Une politique étrange…
L’incapacité – l’incompétence – de la direction du DFAE (ndlr : département fédéral des Affaires étrangères) à analyser les périls et les subtilités du monde de l’après-guerre froide commence à coûter très cher à la Suisse. Ses amis naturels – les Européens – n’ont plus aucune confiance en elle et se mettent même à la tancer et à la sermonner publiquement. Ses adversaires la regardent s’agiter d’un air goguenard en se réjouissant d’avance de ses maladresses. Quant à ceux qui pourraient l’aider, ils ont du mal à cacher leur agacement, car ils ne la comprennent plus. Bref, de plus en plus isolée, de moins en moins respectée, la diplomatie Suisse – ce qu’il en reste – tient à présent du bateau ivre. Sans gouvernail. Sans capitaine.
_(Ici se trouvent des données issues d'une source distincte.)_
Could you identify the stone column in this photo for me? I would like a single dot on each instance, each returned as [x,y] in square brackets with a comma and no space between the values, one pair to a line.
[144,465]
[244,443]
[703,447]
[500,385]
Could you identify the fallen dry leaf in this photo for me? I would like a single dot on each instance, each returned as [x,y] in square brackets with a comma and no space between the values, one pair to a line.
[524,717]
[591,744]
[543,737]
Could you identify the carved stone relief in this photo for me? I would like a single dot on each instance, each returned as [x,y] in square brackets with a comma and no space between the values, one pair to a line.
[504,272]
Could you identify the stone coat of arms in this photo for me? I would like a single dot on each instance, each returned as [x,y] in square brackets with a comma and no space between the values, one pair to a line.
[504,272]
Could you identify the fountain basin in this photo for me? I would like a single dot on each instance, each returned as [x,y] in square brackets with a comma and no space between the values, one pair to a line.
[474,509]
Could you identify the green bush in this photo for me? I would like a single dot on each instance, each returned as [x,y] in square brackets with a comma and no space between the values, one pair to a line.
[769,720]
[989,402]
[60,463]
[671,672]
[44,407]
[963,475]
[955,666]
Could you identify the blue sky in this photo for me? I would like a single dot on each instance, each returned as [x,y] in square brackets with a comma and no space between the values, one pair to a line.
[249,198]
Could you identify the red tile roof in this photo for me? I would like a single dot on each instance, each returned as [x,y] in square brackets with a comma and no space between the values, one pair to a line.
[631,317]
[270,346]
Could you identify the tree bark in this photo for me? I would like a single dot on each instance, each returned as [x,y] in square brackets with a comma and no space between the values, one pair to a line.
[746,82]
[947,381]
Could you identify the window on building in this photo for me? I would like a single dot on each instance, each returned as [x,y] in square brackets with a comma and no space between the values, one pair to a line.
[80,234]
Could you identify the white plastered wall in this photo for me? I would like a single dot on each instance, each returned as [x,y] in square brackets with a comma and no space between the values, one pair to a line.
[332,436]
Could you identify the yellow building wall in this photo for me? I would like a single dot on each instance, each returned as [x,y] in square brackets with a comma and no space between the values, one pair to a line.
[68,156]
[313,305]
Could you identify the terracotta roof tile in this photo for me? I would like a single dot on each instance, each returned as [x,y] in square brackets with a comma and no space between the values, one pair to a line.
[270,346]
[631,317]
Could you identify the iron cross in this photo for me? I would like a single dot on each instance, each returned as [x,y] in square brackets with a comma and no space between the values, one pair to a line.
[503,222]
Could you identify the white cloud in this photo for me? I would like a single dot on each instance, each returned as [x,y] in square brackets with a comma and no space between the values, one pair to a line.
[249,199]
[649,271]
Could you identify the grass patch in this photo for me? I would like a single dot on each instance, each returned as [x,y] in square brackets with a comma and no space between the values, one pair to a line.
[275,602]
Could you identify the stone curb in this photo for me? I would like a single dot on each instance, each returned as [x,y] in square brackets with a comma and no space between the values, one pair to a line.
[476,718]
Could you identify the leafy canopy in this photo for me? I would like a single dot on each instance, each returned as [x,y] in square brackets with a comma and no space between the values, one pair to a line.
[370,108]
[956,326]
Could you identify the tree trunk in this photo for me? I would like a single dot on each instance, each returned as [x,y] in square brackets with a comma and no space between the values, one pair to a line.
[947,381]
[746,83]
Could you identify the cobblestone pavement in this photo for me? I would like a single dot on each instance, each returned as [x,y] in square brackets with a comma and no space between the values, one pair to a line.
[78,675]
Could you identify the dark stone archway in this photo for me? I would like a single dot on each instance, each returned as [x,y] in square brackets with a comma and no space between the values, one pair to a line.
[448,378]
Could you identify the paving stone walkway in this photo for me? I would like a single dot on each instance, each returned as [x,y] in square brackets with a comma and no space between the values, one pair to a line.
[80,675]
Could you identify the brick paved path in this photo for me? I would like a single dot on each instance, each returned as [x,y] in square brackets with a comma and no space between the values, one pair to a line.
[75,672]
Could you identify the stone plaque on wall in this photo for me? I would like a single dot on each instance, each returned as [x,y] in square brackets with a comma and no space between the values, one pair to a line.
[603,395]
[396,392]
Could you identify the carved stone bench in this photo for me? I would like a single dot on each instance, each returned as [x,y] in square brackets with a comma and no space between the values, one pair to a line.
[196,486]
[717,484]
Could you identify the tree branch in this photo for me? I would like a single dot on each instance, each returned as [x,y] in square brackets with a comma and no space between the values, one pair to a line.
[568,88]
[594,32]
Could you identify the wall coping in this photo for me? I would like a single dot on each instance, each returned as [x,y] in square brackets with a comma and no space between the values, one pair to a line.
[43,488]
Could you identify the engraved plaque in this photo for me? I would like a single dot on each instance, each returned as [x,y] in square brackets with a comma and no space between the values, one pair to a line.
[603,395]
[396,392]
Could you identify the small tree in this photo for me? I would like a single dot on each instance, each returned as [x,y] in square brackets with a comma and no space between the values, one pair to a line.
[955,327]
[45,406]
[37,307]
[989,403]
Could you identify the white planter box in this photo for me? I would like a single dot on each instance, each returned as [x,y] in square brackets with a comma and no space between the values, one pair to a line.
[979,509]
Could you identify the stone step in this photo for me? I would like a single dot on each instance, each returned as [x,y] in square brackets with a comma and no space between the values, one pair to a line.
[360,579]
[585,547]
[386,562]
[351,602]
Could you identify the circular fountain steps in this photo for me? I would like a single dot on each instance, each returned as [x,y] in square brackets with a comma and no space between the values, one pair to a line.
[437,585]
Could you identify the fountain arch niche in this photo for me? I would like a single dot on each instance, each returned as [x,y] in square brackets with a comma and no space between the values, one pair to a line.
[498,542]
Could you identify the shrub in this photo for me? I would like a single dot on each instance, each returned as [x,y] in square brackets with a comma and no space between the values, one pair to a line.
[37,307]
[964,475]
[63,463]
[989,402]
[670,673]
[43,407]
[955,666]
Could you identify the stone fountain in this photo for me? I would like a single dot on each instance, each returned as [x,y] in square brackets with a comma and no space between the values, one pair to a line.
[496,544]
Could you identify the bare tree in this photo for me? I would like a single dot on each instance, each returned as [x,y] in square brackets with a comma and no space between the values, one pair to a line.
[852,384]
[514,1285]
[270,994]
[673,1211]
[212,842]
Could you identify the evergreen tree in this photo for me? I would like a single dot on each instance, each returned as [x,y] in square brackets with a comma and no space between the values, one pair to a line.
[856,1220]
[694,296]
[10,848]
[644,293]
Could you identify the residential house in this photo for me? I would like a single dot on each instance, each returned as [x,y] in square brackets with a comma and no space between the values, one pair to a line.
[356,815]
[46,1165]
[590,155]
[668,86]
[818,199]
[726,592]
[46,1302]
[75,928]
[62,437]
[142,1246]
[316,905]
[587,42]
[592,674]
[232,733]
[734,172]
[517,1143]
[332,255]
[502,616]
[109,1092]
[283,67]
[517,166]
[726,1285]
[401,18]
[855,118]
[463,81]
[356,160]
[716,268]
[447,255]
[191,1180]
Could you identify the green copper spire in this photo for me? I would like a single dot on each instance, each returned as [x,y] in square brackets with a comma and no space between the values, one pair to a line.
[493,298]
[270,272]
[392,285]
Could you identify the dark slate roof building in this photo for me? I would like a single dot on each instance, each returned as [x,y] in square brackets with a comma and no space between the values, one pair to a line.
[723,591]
Face à un échec aussi cuisant, n’importe quel ministre aurait tiré de lui-même les leçons et… sa révérence… Pas Madame Calmy-Rey… Elle continue de sourire en nous susurrant que tout va bien…
Pourtant, il faudra bien penser à sauver le peu de crédibilité qu’il reste encore à ce malheureux DFAE. C’est même une urgence, car les dossiers s’accumulent, les imbroglios se multiplient, les pressions se font de plus en plus brutales et les incompréhensions de plus en plus dangereuses. Sur tous les fronts, et face à tous ses interlocuteurs, la diplomatie suisse est dans l’impasse. Pour s’en convaincre, il suffit de lire les nouvelles provenant de Bruxelles, Berlin, Washington ou Tripoli.
Jugeons-en…
Le malaise du fameux voyage en Iran…
Ignorant que le nom même de la Suisse évoquait (à l’époque du moins) une certaine idée de la tolérance et de la liberté, notre gentille ministre se rend donc à Téhéran en arborant sur le visage un joli sourire et sur la tête… un beau foulard…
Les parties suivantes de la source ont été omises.